Leading the other person to make their own discovery of the value of the quality improvement.
Drawing out examples of an individuals own experience of the value of observation and good coaching.
Ingratiating(Be a buddy)
Your stakeholder will almost feel positive toward someone who makes them feel good about themselves. This is not a great approach for people more senior than you, it comes across as sucking up. You also need to be sincere – people always detect insincerity.
Friends helping friends get things done
When you give another person something in return for their agreement with you. Your ability to use this approach depends very much on your confidence and ability to offer something in return. To keep trust, make sure you deliver on any promises made.
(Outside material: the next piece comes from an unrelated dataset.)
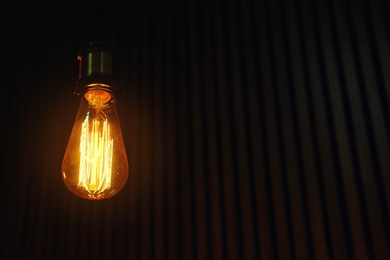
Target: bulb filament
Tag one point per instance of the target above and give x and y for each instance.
(96, 149)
Through introducing the Gemba walk we will see a reduction of human error deviations and we will be able to close minor deviations in three days.
Simply asking for something because you want or need it. This works well only when the other person cares about you or their relationship with you. If used sparingly, it is hard to resist, but be prepared to pay back that favor!
If you can support the Gemba Walk, then we will be able to free up the time for that important project of yours as a result.
Using silent allies (aka social proof)
Using the fact that others are getting value from the quality improvement as an argument in its favor. Social proof is sharing the stories of people as like your ‘buyer’ as possible. This really gets to that big middle of uncertain individuals. Each success, no matter how small, is an opportunity to gather social proof. Hold lessons learned, don’t be afraid to capture good feedback on video!
Listen to Nancy here as she discusses how much Gemba Walks have changed the work in her team.
Appealing to a rule is one you use late in the roll-out program to convince the laggards once the quality improvement has become a clear expectation.
Your boss tells you to do Gemba Walks and enforces them happening (report a metric of how many Gemba Walks)
Forcing (“do it or else”)
Bringing senior management in to demonstrate clear requirements with clear ramifications that can include temporary or permanent removal of the individual. This is a tactic of last resort.
Do this or else
Be prepared to spend a lot of time in “Yes…but…and” territory, especially in the Strategy Phase.